Linear Differential Equations word problem I had this quiz on LDE and I wasn't sure how to do this problem...I know how to do LDE but I couldn't come up with the equation to get me started. Any ideas on how to do this?

 A: Here is a start. Recalling the Newton's second law

$$ F = m a = m\frac{dv}{dt}. $$

where $m$ is the mass and $a$ is the acceleration. Now, when you throw the rock vertically upward, the gravity $g$ and the resistance of the air $r$ will act downward. that results in the equation 
$$  m\frac{dv}{dt}= -g - r .$$
Now, you have a differential equation with initial condition $v(0)=20$.
Notes: 
i) The speed at maximum height is $0$.
ii) The distance $s(t)$ is related to velocity with the relation

$$ v(t)=\frac{ds(t)}{dt}. $$   

A: Here are some hints to get started.


*

*Let down be the negative direction, so that $g=-9.81$.

*Let $v$ be the velocity of the rock.

*Use Newton's Second Law $F=ma$ to derive a linear ODE which the velocity satisfies.

*Given: $m=1$ is given, $a=\frac{dv}{dt}$ and $v(0)=20$.

*What forces are acting on the rock after it has been released (Hint: gravity $mg$ and air resistance $-\dfrac{v^2}{10}$)? How strong are these forces?

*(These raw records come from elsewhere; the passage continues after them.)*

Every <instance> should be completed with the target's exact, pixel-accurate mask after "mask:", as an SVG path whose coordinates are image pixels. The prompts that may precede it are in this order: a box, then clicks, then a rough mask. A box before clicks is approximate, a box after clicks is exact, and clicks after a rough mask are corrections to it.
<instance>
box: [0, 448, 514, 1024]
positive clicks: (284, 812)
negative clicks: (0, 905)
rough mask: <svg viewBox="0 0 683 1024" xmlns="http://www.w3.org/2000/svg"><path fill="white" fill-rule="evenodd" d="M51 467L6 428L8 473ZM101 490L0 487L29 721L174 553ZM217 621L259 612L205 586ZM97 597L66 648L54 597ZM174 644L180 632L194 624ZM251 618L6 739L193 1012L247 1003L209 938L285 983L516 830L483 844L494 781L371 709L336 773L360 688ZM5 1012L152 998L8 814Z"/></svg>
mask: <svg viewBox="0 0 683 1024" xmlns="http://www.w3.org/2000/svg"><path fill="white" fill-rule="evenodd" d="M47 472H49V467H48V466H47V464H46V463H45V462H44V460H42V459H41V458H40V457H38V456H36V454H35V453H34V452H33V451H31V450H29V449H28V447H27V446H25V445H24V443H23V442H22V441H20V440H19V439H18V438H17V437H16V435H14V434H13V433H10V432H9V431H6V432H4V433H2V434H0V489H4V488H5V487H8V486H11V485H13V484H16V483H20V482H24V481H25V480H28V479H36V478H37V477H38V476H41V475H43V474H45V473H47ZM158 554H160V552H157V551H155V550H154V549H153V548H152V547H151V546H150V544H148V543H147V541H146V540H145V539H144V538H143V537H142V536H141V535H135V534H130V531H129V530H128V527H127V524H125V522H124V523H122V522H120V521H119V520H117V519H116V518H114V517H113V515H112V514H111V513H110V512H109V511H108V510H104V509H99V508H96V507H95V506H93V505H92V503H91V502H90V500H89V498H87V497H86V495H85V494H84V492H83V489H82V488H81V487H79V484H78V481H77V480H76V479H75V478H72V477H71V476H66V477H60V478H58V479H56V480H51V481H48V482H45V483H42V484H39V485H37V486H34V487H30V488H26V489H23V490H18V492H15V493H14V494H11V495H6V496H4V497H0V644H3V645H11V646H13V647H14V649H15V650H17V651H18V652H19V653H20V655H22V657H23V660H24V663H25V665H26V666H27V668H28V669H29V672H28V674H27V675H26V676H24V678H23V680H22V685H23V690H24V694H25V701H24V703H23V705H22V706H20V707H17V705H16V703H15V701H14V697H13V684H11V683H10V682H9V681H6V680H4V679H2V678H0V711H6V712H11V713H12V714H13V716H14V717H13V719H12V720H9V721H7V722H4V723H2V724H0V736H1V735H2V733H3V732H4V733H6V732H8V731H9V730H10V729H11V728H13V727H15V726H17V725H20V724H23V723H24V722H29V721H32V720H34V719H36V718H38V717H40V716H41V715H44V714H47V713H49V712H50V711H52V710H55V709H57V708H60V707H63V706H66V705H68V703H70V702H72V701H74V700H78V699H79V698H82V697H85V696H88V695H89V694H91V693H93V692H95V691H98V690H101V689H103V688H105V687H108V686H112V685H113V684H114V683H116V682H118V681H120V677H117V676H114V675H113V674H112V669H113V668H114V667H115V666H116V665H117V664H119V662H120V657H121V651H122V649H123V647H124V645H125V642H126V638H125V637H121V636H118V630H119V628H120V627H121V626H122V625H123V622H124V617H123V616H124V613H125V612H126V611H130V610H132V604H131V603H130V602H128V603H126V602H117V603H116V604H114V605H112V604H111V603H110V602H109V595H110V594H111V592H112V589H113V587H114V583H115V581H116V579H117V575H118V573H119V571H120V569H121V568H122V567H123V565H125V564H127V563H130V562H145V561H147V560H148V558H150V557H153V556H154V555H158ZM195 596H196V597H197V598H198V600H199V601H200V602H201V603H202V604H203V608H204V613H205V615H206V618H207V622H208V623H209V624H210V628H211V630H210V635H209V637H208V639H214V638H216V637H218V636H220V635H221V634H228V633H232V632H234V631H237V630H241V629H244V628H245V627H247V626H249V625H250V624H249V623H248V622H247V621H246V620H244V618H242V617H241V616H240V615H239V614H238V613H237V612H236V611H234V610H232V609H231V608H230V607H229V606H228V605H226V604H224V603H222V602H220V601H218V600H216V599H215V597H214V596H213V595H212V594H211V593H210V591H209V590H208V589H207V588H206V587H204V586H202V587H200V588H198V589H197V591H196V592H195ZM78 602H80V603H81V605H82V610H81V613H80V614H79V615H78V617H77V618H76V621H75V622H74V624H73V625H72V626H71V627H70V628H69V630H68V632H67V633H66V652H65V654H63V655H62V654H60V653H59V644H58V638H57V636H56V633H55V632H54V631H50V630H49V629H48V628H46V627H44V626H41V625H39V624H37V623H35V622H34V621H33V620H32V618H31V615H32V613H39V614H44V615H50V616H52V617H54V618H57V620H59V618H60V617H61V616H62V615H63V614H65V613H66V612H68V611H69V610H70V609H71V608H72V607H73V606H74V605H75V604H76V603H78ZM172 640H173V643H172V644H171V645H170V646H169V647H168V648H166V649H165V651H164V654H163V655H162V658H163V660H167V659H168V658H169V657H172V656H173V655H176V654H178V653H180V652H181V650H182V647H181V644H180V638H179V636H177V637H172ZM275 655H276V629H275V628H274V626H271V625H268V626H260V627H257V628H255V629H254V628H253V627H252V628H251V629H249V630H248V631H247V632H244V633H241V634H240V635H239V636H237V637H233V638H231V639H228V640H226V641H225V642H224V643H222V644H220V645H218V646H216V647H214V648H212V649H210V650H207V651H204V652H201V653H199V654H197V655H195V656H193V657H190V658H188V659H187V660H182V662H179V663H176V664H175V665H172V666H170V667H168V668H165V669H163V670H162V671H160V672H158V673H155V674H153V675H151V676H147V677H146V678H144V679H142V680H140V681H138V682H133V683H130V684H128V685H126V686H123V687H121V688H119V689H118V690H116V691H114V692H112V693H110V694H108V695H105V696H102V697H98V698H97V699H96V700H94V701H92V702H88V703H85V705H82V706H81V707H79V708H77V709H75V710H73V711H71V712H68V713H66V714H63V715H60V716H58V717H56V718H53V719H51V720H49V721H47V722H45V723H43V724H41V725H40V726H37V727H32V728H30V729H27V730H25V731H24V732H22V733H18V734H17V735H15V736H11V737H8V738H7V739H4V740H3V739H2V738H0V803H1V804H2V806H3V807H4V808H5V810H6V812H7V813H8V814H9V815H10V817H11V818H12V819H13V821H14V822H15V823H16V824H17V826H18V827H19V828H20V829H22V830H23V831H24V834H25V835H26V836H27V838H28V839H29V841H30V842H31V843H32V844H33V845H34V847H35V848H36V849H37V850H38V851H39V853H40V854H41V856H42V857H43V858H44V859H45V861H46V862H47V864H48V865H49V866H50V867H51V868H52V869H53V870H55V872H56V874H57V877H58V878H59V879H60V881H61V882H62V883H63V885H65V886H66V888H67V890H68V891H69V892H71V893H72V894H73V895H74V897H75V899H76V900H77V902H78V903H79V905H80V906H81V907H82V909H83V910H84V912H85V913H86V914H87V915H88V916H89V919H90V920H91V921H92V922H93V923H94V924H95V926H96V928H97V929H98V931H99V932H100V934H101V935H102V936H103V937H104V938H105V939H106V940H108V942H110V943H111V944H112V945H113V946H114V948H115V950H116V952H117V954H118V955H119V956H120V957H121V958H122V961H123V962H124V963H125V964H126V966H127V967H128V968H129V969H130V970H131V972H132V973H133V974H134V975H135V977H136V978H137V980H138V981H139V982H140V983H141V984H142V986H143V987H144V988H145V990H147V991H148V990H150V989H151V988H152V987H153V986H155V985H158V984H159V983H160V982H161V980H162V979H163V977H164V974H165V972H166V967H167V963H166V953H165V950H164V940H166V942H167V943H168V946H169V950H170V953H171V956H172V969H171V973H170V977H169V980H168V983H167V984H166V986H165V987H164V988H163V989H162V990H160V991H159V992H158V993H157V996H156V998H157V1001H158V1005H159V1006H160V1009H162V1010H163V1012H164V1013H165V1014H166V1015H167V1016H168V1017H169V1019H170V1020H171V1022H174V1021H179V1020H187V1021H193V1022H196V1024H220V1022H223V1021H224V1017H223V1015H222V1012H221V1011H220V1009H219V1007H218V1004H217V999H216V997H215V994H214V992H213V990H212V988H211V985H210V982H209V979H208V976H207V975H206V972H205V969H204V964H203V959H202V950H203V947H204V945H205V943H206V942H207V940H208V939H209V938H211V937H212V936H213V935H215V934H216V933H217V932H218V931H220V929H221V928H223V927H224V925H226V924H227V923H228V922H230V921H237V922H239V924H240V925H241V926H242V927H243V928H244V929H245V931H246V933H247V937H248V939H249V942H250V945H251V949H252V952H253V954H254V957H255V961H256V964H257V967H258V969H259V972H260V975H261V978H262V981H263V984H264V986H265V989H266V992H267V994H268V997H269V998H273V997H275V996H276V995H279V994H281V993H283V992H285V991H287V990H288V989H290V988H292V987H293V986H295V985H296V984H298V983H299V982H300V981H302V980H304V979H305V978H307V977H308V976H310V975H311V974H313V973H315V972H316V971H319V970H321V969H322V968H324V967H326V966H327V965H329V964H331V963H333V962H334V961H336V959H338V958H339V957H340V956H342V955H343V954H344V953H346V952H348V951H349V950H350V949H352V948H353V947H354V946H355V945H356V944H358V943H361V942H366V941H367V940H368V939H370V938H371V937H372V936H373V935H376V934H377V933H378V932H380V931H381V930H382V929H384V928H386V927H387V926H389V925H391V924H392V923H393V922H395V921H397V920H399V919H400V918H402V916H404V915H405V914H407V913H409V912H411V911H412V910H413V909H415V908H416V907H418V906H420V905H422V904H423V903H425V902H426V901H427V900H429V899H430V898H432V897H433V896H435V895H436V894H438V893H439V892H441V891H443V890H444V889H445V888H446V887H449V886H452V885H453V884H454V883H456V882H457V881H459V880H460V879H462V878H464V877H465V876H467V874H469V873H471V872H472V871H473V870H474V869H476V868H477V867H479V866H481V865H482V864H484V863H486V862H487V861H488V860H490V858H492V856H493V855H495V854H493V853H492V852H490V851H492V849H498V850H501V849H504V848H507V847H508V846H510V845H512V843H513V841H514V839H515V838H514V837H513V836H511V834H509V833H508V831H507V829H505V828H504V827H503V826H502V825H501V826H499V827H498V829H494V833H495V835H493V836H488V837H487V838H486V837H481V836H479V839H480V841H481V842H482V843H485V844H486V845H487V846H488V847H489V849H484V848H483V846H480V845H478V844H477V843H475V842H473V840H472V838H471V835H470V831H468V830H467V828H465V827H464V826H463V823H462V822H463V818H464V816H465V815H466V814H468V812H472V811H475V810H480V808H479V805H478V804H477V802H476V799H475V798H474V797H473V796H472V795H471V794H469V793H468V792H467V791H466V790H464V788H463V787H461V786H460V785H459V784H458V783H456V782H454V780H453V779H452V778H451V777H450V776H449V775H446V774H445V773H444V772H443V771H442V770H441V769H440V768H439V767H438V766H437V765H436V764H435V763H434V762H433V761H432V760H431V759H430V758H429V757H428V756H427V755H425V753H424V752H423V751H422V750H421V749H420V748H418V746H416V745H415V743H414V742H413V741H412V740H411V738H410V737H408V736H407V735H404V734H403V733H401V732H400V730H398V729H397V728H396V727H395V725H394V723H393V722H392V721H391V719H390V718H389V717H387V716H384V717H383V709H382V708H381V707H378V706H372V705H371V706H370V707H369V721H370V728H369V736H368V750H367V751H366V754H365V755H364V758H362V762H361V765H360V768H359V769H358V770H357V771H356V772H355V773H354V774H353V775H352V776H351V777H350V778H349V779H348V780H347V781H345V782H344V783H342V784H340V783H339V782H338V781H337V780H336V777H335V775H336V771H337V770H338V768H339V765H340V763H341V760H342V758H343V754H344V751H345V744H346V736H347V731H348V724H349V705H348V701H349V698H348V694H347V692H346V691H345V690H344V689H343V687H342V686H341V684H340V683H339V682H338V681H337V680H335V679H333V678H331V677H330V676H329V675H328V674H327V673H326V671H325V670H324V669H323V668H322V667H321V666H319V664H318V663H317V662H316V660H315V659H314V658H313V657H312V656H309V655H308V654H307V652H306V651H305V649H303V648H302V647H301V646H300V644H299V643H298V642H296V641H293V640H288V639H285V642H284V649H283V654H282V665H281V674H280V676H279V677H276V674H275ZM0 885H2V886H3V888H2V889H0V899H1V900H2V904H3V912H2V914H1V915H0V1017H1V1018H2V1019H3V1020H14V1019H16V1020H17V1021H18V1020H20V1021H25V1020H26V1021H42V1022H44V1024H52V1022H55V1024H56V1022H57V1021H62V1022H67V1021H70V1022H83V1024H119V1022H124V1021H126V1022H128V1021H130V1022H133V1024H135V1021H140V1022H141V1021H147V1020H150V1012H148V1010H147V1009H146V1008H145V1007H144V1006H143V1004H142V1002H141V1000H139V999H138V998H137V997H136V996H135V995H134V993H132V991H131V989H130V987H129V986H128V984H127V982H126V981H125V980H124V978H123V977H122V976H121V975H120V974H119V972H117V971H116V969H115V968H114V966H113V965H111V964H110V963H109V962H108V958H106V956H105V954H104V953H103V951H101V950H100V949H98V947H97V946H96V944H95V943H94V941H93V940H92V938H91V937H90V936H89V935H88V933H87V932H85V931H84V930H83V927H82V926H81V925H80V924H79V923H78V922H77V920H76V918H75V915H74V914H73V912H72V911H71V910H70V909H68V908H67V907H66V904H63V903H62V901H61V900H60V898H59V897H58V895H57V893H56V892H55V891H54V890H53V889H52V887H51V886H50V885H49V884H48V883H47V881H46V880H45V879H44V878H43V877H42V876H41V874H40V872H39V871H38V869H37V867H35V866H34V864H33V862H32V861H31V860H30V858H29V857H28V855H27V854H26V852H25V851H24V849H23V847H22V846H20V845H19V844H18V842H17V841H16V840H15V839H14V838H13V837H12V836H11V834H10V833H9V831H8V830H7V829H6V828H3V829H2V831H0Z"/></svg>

Edit in response to comment:
The forces acting on the rock are assumed to only be gravity and air resistance (in the absence of additional information), so that $F=mg-\dfrac{v^2}{10}$.
This gives the IVP
$$
m\frac{dv}{dt}=mg-\frac{1}{10}v^2,\, v(0)=20.
$$
The solution of this problem models the velocity of the rock.